The team we were designing to replace. Every hour saved by self-service configuration was an hour our ML team could spend on model improvement rather than customer onboarding.

Design Principles

01

Lift from repetitive labor

The AI counted, measured, and flagged defects on every unit. Inspectors focused on judgment calls only — which reduced physical strain and cognitive load in equal measure. The interface had to make it obvious when a correction was needed.

02

Show the reasoning, earn the correction

A Pass/Fail verdict without context produced useless corrections — inspectors would override the AI without understanding what it had seen. Surfacing the inspection zone and the defect type turned corrections into training data.

03

Non-technical by design

Every flow in the no-code training platform had to work for a factory manager with no machine learning background. If a step required a data scientist to explain, we redesigned the step.

Process

Phase 1Onsite Research + Market Analysis
Phase 2Inspection Interface V1
Phase 3Transparency + Feedback Loops
Phase 4No-Code Routine Builder
Phase 5Design System + Scale
Design Debate 01

Feedback Model

Explicit prompting won. Passive logging produced far lower-quality feedback because inspectors weren't aware their corrections were being captured as training data. When we surfaced the connection — inspectors became active participants in improving the model rather than inadvertent ones. Correction rate increased 3x after the prompt was added.

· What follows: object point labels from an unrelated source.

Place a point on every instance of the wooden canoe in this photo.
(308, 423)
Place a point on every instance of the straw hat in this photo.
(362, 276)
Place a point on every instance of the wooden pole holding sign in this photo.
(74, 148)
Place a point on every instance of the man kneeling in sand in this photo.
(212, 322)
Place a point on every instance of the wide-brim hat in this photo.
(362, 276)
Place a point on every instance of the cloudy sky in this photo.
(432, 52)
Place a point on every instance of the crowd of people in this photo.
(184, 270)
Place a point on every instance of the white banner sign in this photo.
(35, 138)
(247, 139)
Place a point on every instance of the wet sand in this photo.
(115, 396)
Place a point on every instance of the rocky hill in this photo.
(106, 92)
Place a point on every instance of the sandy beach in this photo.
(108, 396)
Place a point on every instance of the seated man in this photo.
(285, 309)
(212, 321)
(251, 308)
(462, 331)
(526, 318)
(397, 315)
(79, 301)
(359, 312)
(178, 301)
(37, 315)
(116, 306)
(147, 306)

Passive logging (AI silently captures corrections)
ChosenExplicit prompt ("Did I get this right?")
Design Debate 02

Confidence Display

We removed the number. In usability testing on the factory floor, inspectors fixated on the percentage and second-guessed correct AI calls when confidence dropped below their (arbitrary) threshold. The three-state model matched their actual decision model: act on it, reject it, or ask a supervisor. Cycle time improved by 15% after we made the change.

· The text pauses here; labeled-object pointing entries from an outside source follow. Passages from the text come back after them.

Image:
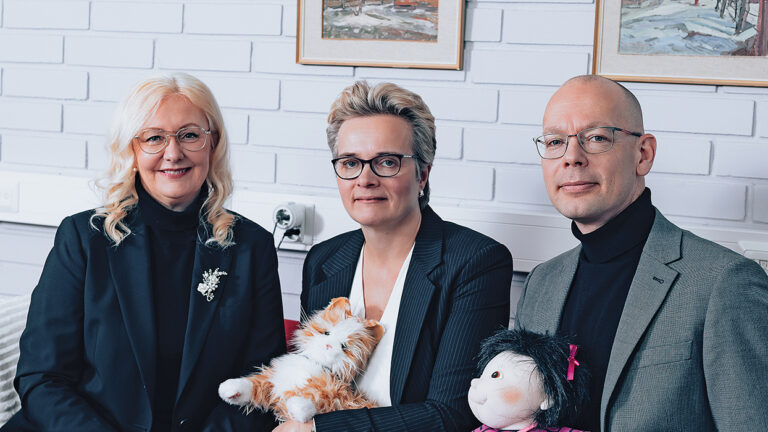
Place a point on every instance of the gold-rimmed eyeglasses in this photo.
(191, 138)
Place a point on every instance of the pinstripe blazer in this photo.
(456, 293)
(691, 348)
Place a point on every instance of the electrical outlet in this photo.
(9, 197)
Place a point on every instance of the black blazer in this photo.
(456, 293)
(88, 353)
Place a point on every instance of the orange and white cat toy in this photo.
(332, 348)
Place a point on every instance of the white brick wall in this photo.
(65, 64)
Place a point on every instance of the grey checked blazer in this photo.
(691, 349)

Show a confidence percentage (e.g. 87% confident — Fail)
ChosenThree-state model: Pass / Fail / Flag for Review
Design Debate 03

No-Code Onboarding

Modular setup was the right call, despite being harder to build. Training an ML model takes hours — sometimes days for a new product line. A single wizard forced customers to block off a day and stay in the product. Modular phases let managers start a capture session in the morning and return to configure the model after lunch. Three of our first five customers cited this as the reason they completed setup.

Single wizard (one session, all steps in order)
ChosenModular setup (discrete phases, pause and resume)

Outcomes

30%

efficiency gain across customer inspection workflows

90%+

reduction in internal deployment cost per customer

new enterprise customers onboarded through self-service

“The no-code platform didn’t just reduce deployment cost — it changed the sales motion entirely. Customers could self-evaluate with a trial before any engineering engagement. That was the unlock.”